Banche piene di Btp rammolliscono potere negoziale Italia

2 Marzo 2016, di Daniele Chicca

NEW YORK (WSI) – Le banche italiane in crisi piene di crediti inesigibili e titoli di Stato nazionali indeboliscono fortemente il potere negoziale dell’Italia nel braccio di ferro con la Germania in corso al capezzale del vecchio baldacchino dell’Eurozona. L’Italia ha il mercato di bond statali maggiore dell’area. Questo fattore mette il nostro paese in rotta di collisione diretta con i falchi tedeschi.

Il premier Matteo Renzi dice di voler imporre il veto sui limiti ai titoli di Stato in pancia agli istituti di credito. Ma per Merkel l’unione bancaria non è possibile finché i rischi rappresentanti dall’interconnessione stretta tra debito pubblico e settore finanziario, all’origine dell’ultima crisi dell’euro, non vengono ridotti.

I titoli del governo italiano rappresentano il 10,4% degli asset in mano alle banche del paese, la percentuale più alta di tutte le principali economie europee. In Germania la quota raggiunge appena il 3,2%, secondo le cifre ufficiali della Bce. Tale differenza rammollisce la leva contrattuale della delegazione italiana nella sfida con la Germania.

I titoli di Stato in pancia alle banche italiane rispetto alla media europea

Italia e Germania ai ferri corti

Imporre un limite come chiede la Germania vorrebbe dire “alterare l’equilibrio del sistema bancario italiano”, secondo Francesco Boccia deputato del PD a capo della Commissione di Bilancio alla Camera. “Le banche fanno già fatica a prestare soldi alle piccole e medie imprese”. Se la Germania dovesse averla vinta, “sarebbe il colpo del ko“.

Per porre rimedio agli errori del passato e impedire lo scoppio di una nuova crisi del debito, l’Italia deve trovare un modo per ridurre l’ammontare di titoli sovrani nei portafogli delle banche, senza compromettere il già pericolante stato delle finanze di una buona parte del suo settore finanziario.

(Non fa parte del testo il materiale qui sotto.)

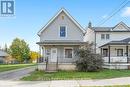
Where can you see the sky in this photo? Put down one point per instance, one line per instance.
(32, 15)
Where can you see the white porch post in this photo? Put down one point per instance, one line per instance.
(127, 53)
(43, 53)
(39, 52)
(109, 48)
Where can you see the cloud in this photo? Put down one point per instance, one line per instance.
(104, 16)
(126, 12)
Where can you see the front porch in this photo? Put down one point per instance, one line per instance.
(59, 54)
(116, 54)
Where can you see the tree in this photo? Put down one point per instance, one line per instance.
(19, 50)
(34, 55)
(88, 61)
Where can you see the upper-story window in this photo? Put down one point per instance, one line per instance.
(102, 36)
(107, 36)
(62, 31)
(119, 52)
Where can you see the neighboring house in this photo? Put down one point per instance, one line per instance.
(59, 39)
(113, 43)
(3, 56)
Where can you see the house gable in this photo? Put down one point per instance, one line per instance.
(121, 27)
(51, 31)
(53, 19)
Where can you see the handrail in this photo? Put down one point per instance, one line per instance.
(46, 59)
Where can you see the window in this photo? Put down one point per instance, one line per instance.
(62, 31)
(119, 52)
(107, 36)
(62, 17)
(105, 52)
(68, 53)
(102, 36)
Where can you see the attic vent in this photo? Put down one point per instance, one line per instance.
(62, 17)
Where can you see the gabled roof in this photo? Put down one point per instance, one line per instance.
(119, 42)
(53, 18)
(110, 29)
(123, 24)
(3, 54)
(62, 42)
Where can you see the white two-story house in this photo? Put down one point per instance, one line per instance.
(60, 38)
(113, 43)
(63, 35)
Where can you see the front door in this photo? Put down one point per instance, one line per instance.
(53, 54)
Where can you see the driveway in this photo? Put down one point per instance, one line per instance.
(16, 74)
(66, 83)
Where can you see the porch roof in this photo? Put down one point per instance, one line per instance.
(61, 42)
(119, 42)
(3, 54)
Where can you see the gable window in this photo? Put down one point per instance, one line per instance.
(107, 36)
(119, 52)
(102, 36)
(68, 52)
(62, 31)
(105, 52)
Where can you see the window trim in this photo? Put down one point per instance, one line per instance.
(118, 54)
(103, 52)
(68, 48)
(104, 37)
(65, 30)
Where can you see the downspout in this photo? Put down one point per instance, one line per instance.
(95, 43)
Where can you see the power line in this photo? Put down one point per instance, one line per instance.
(122, 5)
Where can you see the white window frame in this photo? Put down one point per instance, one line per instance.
(65, 30)
(104, 37)
(68, 48)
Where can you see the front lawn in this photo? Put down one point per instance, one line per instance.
(68, 75)
(13, 66)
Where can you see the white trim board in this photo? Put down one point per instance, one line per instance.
(53, 18)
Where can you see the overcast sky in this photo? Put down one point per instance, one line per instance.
(32, 15)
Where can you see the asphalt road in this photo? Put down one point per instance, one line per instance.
(16, 74)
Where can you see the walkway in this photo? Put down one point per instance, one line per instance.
(66, 83)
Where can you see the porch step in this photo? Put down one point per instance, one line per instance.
(51, 67)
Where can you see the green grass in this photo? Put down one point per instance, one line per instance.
(13, 66)
(68, 75)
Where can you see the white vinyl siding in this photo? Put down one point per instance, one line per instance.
(63, 31)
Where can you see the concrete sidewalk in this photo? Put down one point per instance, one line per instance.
(17, 73)
(67, 83)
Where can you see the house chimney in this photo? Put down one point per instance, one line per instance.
(89, 24)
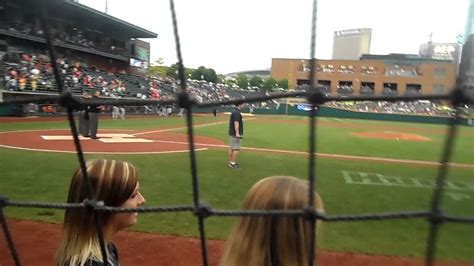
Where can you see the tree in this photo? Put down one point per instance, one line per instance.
(256, 81)
(172, 71)
(210, 75)
(220, 78)
(242, 81)
(269, 84)
(283, 83)
(198, 74)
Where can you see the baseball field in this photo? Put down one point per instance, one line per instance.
(362, 167)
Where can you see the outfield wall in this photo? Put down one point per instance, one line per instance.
(325, 111)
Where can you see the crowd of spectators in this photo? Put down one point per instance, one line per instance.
(73, 36)
(416, 107)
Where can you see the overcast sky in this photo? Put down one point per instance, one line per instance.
(237, 35)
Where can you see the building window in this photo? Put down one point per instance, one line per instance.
(402, 71)
(440, 72)
(413, 89)
(368, 70)
(438, 89)
(345, 87)
(390, 89)
(325, 68)
(367, 87)
(346, 69)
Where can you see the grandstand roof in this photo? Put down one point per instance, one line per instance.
(400, 57)
(249, 73)
(132, 30)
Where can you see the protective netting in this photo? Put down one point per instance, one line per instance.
(435, 216)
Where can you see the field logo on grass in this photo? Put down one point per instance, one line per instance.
(362, 178)
(303, 107)
(106, 138)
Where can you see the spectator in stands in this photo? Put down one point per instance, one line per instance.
(267, 240)
(116, 184)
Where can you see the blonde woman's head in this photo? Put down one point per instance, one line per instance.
(285, 239)
(116, 184)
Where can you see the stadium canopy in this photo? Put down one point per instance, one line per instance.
(132, 30)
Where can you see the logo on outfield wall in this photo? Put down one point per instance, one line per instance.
(106, 138)
(304, 107)
(454, 187)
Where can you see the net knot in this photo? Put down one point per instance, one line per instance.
(67, 100)
(93, 205)
(203, 210)
(184, 100)
(3, 201)
(310, 213)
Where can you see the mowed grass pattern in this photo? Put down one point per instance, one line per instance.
(165, 180)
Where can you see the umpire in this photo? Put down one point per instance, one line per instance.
(236, 132)
(94, 111)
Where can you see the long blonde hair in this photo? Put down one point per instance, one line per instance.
(254, 239)
(113, 183)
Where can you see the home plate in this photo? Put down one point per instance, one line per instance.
(69, 137)
(123, 140)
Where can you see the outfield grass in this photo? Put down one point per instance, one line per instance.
(165, 180)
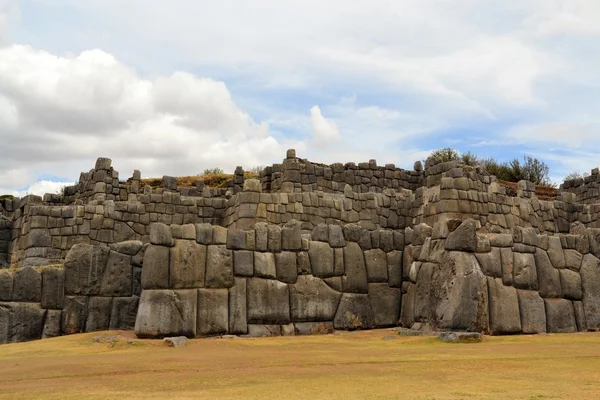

Le sofferenze lorde degli istituti di credito sono pari al 18% del Pil italiano secondo le stime del Fondo Monetario Internazionale. Oltre ai troppi crediti inesigibili in mano, un grave pericolo per gli istituti europei e non solo italiani è rappresentato anche dalla frenata dell’economia cinese e dall’esposizione a questo e altri mercati emergenti in crisi.

Sofferenze lorde nei libri contabili delle banche italiane

Un dilemma per la Germania è costituito da un paradosso: se ottenesse quello che vuole e le banche italiane dovessero entrare in una grave crisi, anche tutta l’area euro ne risentirebbe, compreso il comparto bancario tedesco che non è certo privo di rischi. Gli investitori stanno diventando sempre più prudenti nei confronti dei titoli bancari e Deutsche Bank è uno degli istituti che è stato maggiormente preso di mira negli ultimi mesi.

Un sistema in cui le banche sono disposte a finanziare il governo è vitale per tutti i paesi, ma il discorso vale ancora di più per l’Italia, un paese afflitto da un debito pubblico pari a 2.170 miliardi di euro, il maggiore in Europa e secondo solo alla Grecia in termini di rapporto con il Pil (133%).